Kaymakam’ın Afyon’u 'değneksiz köy' sandığını belirten [H.Ü.], Kaymakam’ın kapattığı kuyuların zaten kapalı kör kuyular olduğunu ifade etti. Hiç kimse ile şahsi bir problemi olmadığını söyleyen [H.Ü.], 'Kaymakama karşı bir husumetim yok. Ama işlerin yürümemesinin de birilerinin söylemesi lazım' dedi. [H.Ü.], gazeteniz Kocatepe’de çıkan yazıların hepsinin kendisine ait olduğunu ve bunların içinin boş olmadığını, yetkililere konunun iletildiğini, ancak bir işlem yapılmadığı için düşüncelerini kamuoyuyla paylaştığını söyledi. Kaymakam İlhan’ın MP 5 silahla bir domuzun üstüne basarken çekilen fotoğraflarına tepki gösteren [H.Ü.], 'Devlete ait bir silahla domuzun üzerine ayağını koyarak fotoğraf çektiriyor ve ben silah kullanmayı bilmem ben vurmadım diyor. Madem sen vurmadım neden ayağını basıyorsun. Silah kullanmayı bilmem di-yorsun MP 5 ile ne işin var? Başka şeyler daha var fakat özel hayata girdiği için sınırlı tutuyorum. Eleştirilerimi kamu gücünü kullanması ile sınırlı tutuyorum' dedi.
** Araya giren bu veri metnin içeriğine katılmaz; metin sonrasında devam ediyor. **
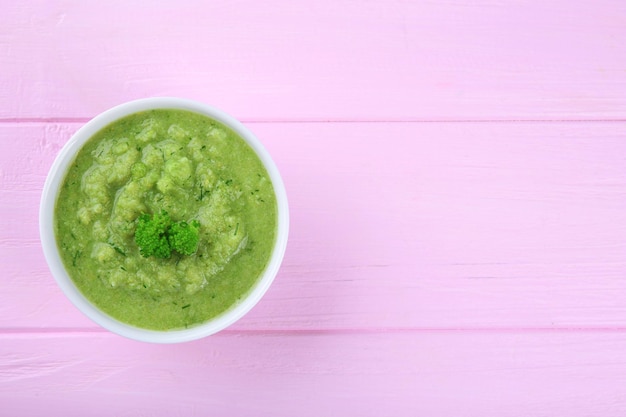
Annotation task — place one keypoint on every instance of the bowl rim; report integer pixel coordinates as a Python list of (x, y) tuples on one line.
[(50, 192)]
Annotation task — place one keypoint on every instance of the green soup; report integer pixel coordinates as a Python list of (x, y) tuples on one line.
[(195, 169)]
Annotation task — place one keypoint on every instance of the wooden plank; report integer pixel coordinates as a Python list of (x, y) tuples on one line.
[(395, 225), (345, 60), (402, 374)]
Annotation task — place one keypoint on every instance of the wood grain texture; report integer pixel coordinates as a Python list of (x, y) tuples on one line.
[(456, 172), (395, 225), (402, 374), (341, 60)]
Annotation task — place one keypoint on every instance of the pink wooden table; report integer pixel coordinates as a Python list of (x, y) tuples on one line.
[(457, 181)]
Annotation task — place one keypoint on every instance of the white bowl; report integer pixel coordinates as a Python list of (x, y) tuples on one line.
[(46, 224)]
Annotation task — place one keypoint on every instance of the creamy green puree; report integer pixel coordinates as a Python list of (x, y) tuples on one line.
[(195, 169)]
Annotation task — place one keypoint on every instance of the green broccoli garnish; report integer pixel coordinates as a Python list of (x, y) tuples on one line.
[(151, 235), (184, 237), (157, 236)]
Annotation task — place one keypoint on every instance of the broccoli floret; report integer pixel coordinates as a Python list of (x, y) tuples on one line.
[(184, 237), (157, 236), (151, 235)]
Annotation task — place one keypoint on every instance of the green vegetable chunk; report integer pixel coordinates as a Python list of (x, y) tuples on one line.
[(183, 237), (157, 236), (151, 235)]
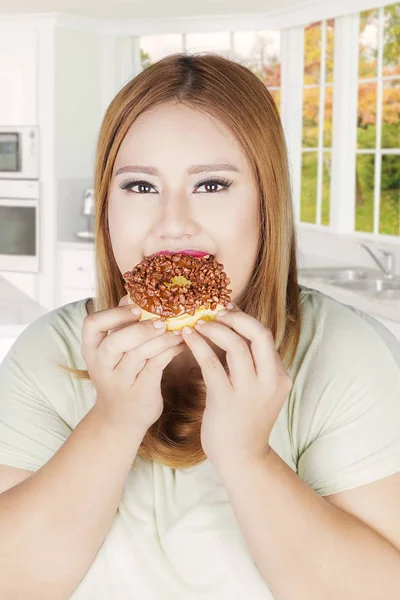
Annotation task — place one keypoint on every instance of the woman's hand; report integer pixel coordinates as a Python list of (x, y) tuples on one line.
[(125, 360), (242, 406)]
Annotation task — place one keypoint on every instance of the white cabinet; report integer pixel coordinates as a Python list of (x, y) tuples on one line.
[(18, 76), (76, 273)]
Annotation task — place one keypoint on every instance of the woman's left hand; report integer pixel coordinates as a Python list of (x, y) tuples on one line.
[(242, 406)]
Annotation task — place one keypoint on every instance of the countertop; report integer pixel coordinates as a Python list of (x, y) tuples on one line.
[(385, 309), (17, 309)]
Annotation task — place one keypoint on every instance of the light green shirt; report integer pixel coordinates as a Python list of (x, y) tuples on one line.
[(174, 536)]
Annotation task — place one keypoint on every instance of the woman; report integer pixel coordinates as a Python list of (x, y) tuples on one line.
[(254, 457)]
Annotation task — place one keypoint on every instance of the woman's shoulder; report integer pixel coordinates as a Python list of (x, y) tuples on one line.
[(54, 334), (336, 328)]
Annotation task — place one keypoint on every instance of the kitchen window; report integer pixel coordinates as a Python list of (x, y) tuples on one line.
[(336, 82), (259, 51)]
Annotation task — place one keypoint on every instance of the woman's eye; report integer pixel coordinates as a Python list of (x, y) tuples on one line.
[(214, 183), (142, 186), (129, 185)]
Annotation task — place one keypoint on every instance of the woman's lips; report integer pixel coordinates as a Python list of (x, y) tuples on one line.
[(195, 253)]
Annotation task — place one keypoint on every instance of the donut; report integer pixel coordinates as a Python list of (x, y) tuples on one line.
[(178, 288)]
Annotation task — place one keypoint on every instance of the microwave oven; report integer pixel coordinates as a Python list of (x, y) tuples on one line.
[(19, 226), (19, 152)]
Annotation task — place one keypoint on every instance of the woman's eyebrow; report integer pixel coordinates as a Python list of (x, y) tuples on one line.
[(192, 169)]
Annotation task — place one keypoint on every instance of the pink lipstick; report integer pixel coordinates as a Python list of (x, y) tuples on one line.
[(195, 253)]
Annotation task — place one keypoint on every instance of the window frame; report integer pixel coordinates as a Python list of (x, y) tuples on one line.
[(345, 94)]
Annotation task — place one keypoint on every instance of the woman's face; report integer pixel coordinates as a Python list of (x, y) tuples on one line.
[(161, 196)]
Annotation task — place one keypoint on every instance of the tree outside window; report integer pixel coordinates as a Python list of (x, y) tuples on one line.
[(378, 122), (317, 122)]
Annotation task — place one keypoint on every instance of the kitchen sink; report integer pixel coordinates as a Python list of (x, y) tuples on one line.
[(337, 274), (386, 289)]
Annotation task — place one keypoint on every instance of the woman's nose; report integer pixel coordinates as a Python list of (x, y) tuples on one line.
[(175, 219)]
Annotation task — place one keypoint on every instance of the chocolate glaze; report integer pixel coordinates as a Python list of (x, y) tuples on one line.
[(150, 286)]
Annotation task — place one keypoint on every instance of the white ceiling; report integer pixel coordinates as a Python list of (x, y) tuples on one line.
[(146, 8)]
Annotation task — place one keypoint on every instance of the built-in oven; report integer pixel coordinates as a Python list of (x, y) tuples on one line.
[(19, 226), (19, 152)]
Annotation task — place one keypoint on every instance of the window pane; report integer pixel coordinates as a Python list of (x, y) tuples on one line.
[(276, 94), (330, 49), (309, 170), (260, 52), (328, 117), (218, 42), (326, 188), (368, 46), (390, 114), (389, 222), (310, 117), (391, 37), (155, 47), (365, 172), (366, 125), (312, 53)]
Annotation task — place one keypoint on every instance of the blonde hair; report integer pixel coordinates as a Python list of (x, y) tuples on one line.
[(233, 94)]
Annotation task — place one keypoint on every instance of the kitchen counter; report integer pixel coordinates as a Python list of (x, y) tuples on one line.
[(385, 309), (17, 310)]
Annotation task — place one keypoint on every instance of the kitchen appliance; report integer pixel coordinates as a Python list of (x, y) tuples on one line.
[(19, 226), (19, 152), (88, 206)]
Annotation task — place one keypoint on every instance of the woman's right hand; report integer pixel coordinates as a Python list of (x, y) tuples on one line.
[(125, 359)]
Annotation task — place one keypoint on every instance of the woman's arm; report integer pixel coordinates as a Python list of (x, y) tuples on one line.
[(53, 523)]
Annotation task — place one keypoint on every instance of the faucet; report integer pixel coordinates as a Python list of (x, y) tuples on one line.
[(388, 269)]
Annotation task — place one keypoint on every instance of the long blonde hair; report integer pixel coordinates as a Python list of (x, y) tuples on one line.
[(233, 94)]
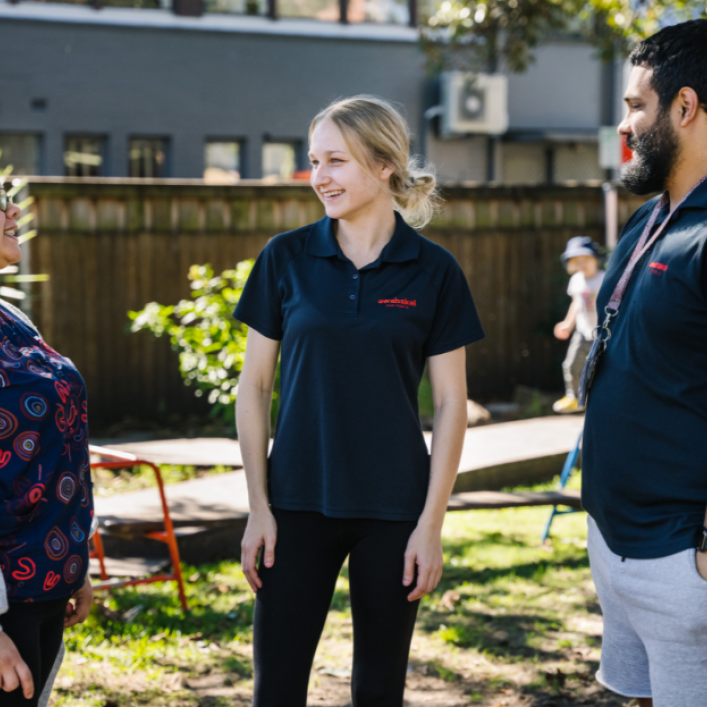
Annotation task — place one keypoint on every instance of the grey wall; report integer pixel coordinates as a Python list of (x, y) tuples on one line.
[(188, 85), (562, 89)]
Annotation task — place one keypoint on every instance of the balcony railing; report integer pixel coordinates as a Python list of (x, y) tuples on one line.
[(395, 12)]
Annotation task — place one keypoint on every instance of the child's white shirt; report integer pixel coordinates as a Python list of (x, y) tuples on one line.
[(584, 292)]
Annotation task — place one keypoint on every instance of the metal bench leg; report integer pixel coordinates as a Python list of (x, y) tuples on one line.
[(570, 463)]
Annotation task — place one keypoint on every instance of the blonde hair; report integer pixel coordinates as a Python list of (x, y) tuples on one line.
[(376, 133)]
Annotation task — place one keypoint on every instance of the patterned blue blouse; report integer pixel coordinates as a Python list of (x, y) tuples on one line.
[(46, 501)]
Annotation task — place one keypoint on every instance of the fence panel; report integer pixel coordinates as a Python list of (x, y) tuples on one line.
[(112, 245)]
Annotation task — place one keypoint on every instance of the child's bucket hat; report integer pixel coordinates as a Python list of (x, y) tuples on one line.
[(580, 245)]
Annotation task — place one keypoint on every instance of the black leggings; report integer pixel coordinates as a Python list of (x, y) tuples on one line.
[(293, 603), (37, 630)]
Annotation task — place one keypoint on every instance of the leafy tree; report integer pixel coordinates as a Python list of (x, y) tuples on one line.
[(479, 34), (210, 342)]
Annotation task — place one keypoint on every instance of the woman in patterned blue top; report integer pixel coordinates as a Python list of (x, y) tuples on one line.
[(46, 504)]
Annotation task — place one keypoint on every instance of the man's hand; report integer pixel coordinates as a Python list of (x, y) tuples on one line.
[(77, 612), (260, 531), (13, 670), (424, 550), (701, 563)]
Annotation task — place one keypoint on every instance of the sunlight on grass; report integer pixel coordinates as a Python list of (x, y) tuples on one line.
[(519, 609)]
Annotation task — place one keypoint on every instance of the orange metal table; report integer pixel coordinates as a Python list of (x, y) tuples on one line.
[(112, 459)]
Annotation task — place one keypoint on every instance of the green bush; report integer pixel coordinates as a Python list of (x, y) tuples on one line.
[(210, 342)]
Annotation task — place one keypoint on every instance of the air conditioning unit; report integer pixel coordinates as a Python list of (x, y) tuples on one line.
[(474, 103)]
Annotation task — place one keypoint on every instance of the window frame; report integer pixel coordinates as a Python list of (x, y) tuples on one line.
[(41, 147), (104, 153), (242, 156), (168, 153)]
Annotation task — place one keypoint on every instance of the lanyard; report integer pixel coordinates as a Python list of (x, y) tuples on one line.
[(644, 243)]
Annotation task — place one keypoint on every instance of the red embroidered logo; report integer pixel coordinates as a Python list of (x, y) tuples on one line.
[(400, 303)]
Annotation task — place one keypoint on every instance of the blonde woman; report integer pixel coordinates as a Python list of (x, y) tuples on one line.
[(355, 304)]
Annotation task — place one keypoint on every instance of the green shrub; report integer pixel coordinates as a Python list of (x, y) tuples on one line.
[(210, 342)]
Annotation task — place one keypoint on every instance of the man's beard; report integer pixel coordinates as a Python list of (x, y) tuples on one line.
[(655, 153)]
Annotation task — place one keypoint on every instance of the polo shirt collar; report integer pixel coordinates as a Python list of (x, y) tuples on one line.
[(696, 200), (403, 246)]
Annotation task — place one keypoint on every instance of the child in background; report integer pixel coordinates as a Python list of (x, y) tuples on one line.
[(581, 259)]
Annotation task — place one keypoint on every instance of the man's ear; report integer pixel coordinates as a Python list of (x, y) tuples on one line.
[(688, 104)]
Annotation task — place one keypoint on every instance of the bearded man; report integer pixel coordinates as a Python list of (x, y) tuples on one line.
[(645, 442)]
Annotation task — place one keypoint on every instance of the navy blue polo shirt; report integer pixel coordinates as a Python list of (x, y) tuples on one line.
[(645, 451), (348, 441)]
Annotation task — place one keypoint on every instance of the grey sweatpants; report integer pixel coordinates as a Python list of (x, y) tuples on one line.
[(572, 366), (655, 625)]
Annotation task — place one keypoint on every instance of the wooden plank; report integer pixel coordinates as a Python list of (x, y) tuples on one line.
[(478, 500)]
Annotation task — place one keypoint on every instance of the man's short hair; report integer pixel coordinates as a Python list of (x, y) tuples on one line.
[(678, 57)]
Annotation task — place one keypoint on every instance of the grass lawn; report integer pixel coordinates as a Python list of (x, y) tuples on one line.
[(512, 623)]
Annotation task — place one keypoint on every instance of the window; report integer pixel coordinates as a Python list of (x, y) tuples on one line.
[(84, 156), (222, 162), (22, 151), (237, 7), (279, 160), (577, 162), (149, 158), (395, 12), (314, 9)]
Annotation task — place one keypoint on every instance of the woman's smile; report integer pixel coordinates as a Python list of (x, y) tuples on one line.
[(331, 194)]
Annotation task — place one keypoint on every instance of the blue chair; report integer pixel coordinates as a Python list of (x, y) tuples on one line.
[(567, 469)]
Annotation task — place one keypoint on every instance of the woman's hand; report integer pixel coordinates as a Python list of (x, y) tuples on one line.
[(424, 550), (13, 670), (260, 531), (77, 612), (562, 331)]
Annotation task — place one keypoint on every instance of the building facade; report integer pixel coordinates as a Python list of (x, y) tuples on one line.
[(146, 92)]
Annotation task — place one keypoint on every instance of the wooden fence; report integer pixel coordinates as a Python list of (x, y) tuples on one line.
[(111, 246)]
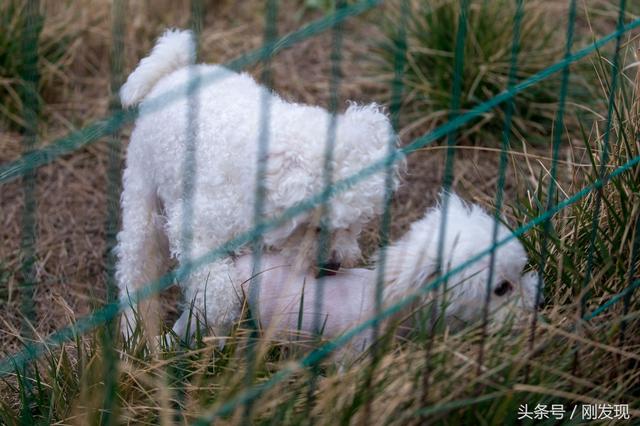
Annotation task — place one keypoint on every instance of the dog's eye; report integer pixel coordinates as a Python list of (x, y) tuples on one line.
[(503, 288)]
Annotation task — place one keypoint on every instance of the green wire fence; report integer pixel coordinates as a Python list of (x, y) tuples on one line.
[(109, 127)]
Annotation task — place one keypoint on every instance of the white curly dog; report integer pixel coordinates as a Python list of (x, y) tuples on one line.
[(287, 302), (191, 169)]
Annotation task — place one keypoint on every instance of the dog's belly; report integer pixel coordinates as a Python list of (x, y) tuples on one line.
[(287, 301)]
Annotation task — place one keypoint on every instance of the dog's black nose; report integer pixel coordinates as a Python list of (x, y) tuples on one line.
[(328, 268)]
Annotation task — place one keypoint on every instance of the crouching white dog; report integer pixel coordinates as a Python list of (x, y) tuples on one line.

'Nezaket sınırları aşıldı'

Bir iş adamına silah gösterme olayına da değinen [H.Ü.], 'Bu konuya bir gazeteci arkadaşımız tanık ama ismi vermeyeceğim. Kendisi çıksın söylesin. Seni vururum şeklinde değil fakat nezaket sınırlarını aşan bir şe-kilden bahsediyorum. Bir Kaymakama bu yakışmaz. Devlet adına oradasınız ve bu gücü kullanıyorsunuz. Diyelim ki yeri geldi lavaboya gedeceksiniz. Silahınızı çıkarmanız gerekiyor belinizden. Bunun usulü çıkarırken kimseyi rahatsız etmeyecek bir şekilde yavaşça olmalı. Herkese göstere göstere, doldur boşalt yaparak çekmeceye koyuyorsanız. Bunun nezaket ile bir ilgisi yoktur' diye konuştu. Bu mevzunun üzerine çok da fazla gidilmemesi gerektiğini söyleyen [H.Ü.], tehdit olayının da kişinin algılaması ile de ilgili olduğunu belirtti.

'Çarpıcı iddialar var'

Bütün talebinin kamu yetkilerinin kullanılması ile ilgili olduğunu belirten [H.Ü.], şunları söyledi: 'Hiç kimsenin özel hayatı beni ilgilendirmiyor. Fakat devlet size bir kamu yetkisi verdiyse, size bir makam tahsis ettiyse, emrinize asayişi sağlayın diye kolluk kuvveti de vermiş ise, bu olanakları özel olarak kullanamazsınız' dedi.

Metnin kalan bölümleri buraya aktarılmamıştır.